El sector europeo de la distribución minorista y mayorista ha advertido de los riesgos de la inminente aplicación del Reglamento de Envases y Residuos de Envases, conocido como PPWR, cuyas primeras disposiciones comenzarán a aplicarse con el 12 de agosto de 2026 como primer hito de entrada en vigor. La patronal del comercio minorista europeo, EuroCommerce, que agrupa a las principales asociaciones de distribución del continente, ha reclamado formalmente a los Estados miembro y a la Comisión Europea mayor claridad normativa y un periodo de transición mínimo de doce meses antes de que arranque la aplicación efectiva de los nuevos requisitos.

El núcleo del problema no es la norma en sí sino el estado en que llega al momento de su aplicación. EuroCommerce alerta de posibles disrupciones en las cadenas de suministro, incremento de costes y efectos no deseados sobre el funcionamiento operativo si no se resuelven las actuales lagunas de interpretación y desarrollo técnico de la norma, y reclama guías técnicas detalladas y plazos realistas que tengan en cuenta las limitaciones operativas reales de las cadenas de suministro. En otras palabras, el sector afirma que a pocas semanas de la entrada en vigor siguen sin resolverse cuestiones clave de interpretación que afectan directamente a cómo deben adaptarse los embalajes y los procesos logísticos asociados.

Para los operadores logísticos y los cargadores que gestionan flujos de mercancía con embalajes regulados por el PPWR, la situación tiene consecuencias concretas. El reglamento establece requisitos en materia de reciclabilidad, reducción de embalajes innecesarios, reutilización y etiquetado que afectan tanto al diseño del packaging como a los procesos de gestión de residuos en toda la cadena. Adaptar esos procesos exige tiempo para interpretar los requisitos, modificar especificaciones con proveedores de embalaje, actualizar sistemas de trazabilidad y coordinar con los responsables de los sistemas de responsabilidad ampliada del productor en cada país miembro. EuroCommerce advierte además del riesgo de duplicidades en inversiones vinculadas a sistemas de reutilización y pide coherencia en los periodos de transición de la legislación secundaria para evitar incertidumbre jurídica.

La petición de prórroga no implica rechazo a la norma sino a su calendario.
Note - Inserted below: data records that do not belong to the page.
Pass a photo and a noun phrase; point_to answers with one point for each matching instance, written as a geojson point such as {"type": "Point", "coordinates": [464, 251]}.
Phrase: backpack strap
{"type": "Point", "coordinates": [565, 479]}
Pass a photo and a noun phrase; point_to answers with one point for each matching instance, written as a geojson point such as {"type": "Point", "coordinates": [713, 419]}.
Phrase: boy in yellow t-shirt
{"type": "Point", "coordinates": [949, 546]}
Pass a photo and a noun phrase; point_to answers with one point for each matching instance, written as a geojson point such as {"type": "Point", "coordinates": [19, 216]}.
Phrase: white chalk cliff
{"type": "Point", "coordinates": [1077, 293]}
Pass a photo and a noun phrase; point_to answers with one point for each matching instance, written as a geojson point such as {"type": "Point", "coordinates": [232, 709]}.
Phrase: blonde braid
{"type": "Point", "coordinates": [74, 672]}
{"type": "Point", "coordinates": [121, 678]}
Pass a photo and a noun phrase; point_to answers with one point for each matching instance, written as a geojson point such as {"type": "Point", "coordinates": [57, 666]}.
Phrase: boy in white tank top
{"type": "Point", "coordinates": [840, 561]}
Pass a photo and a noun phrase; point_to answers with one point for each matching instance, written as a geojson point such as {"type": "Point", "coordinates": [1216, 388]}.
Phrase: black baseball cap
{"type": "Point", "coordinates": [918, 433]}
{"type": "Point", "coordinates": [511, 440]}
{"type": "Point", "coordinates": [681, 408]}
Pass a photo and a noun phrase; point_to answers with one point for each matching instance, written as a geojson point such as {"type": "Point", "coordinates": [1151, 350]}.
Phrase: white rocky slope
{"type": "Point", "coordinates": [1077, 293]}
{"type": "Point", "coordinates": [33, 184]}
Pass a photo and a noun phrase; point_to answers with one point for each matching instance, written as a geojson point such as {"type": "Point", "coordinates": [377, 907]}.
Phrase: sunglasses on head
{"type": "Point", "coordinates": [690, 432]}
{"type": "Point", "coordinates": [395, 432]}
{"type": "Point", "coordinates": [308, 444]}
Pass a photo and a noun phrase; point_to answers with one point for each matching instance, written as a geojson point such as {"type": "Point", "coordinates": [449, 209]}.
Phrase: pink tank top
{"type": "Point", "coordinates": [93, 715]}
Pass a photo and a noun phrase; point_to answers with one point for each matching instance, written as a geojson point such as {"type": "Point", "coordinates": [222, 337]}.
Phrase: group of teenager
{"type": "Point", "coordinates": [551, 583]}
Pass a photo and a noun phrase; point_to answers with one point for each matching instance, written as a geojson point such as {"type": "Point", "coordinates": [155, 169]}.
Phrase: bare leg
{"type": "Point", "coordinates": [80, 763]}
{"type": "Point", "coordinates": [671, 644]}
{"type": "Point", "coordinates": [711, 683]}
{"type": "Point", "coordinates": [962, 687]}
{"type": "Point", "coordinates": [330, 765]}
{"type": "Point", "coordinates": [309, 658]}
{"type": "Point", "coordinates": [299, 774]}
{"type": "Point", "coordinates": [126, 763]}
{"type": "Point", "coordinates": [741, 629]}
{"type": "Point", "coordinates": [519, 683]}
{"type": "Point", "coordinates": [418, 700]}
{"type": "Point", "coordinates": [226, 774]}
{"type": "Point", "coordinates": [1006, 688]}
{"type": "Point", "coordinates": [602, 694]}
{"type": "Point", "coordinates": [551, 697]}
Durante ese periodo de doce meses, el sector reclama que el foco se sitúe en la orientación y el acompañamiento más que en la aplicación sancionadora, una posición que reconoce implícitamente que la complejidad técnica del reglamento hace difícil un cumplimiento pleno desde el primer día, con independencia de la voluntad de adaptación de las empresas afectadas.

El PPWR es uno de los reglamentos más transversales de la agenda verde europea, ya que sus efectos alcanzan a fabricantes, distribuidores, operadores logísticos y gestores de residuos simultáneamente. Que el sector de la distribución, uno de los actores con mayor volumen de embalajes gestionados en la cadena, llegue a agosto sin claridad suficiente sobre cómo aplicar los nuevos requisitos es una señal de que el proceso de desarrollo normativo secundario no ha seguido el ritmo que la fecha de aplicación exigía.